What turned them into such lazer-focused moral and intellectual idiots? We don't know, but we do know this—career liberal journalists won't tell you about the bulk of this, and the conduct continues today. Consider what you've heard on cable news in the past week.

You've heard about the failure to fire Rob Porter and you've heard about nothing else. You've heard our "journalists" trying to prove that their latest targets are liars. They care, and they talk, about nothing else.

You don't hear them talking about Donald J. Trump's proposed budget, or about its implications concerning his character. You don't hear them talking about his infrastructure plan.

You hear about the latest moral panic, and you hear about nothing else. That of course would be bad enough, but the things you hear them saying rarely make any clear sense, and Trump supporters are able to notice.

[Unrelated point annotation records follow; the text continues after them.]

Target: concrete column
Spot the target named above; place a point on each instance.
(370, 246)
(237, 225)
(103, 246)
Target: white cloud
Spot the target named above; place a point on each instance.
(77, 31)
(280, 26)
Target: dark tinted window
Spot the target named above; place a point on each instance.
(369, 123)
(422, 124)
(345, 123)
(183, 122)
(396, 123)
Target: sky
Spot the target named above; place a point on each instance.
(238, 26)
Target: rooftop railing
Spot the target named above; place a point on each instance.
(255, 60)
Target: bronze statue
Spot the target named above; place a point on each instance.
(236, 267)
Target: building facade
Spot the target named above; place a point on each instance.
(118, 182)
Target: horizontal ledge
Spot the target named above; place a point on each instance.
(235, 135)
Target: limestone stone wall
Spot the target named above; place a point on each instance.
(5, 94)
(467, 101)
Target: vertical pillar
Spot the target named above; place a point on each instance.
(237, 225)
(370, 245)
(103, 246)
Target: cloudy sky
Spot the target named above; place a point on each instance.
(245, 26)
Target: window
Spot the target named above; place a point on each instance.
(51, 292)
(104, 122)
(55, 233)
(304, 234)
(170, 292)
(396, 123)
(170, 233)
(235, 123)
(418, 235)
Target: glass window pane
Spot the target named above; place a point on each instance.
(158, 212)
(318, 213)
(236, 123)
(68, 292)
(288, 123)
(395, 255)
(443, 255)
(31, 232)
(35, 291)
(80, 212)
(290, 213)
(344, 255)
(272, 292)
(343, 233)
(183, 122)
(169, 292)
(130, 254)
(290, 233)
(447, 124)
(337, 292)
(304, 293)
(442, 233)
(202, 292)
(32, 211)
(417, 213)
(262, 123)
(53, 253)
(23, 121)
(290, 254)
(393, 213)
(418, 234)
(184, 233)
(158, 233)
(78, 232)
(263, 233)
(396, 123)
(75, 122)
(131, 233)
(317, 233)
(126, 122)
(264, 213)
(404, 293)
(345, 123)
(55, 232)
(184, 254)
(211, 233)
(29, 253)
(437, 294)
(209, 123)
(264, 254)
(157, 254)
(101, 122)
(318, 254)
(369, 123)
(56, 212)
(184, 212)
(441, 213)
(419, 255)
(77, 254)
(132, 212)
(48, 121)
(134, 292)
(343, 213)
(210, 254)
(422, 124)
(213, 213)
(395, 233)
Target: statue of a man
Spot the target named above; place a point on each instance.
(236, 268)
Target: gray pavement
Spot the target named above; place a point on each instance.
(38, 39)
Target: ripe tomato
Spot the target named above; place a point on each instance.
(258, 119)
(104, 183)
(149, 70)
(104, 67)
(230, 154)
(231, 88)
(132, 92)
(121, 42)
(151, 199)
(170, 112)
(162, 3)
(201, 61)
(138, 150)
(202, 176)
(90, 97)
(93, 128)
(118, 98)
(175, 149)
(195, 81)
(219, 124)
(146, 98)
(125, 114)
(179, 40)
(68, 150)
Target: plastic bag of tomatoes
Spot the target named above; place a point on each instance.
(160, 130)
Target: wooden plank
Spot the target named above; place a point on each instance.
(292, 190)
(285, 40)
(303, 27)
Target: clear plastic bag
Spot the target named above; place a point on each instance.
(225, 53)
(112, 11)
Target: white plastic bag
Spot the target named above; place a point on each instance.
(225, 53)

Consider this front-page report in today's New York Times. Excitedly, Davis and Shear make this exciting claim:
DAVIS AND SHEAR (2/14/18): At a previously scheduled Senate hearing on Tuesday about threats against the United States, Mr. Wray, in response to a question about Mr. Porter, said the F.B.I. had given the White House final results in January of its background investigation into the former staff secretary. Mr. Wray’s account was directly at odds with previous assertions by Sarah Huckabee Sanders, the White House press secretary, and other White House officials who said Mr. Porter’s background check was still underway when the domestic violence abuse allegations from his two former wives came to light last week in news reports.
Wray’s account was "directly at odds" with previous assertions by Sanders? We're sorry, but that isn't exactly true—and the Times' pathetic attempt at a news report makes no such demonstration.

How inept is this news report? Let's start with today's hard-copy headline:

"White House Admits It Knew Of Red Flags in Aid's Record"

At the risk of stating the obvious, the "White House" is a building. A building can't "admit it knew" something. Only persons can know things and admit to knowing them.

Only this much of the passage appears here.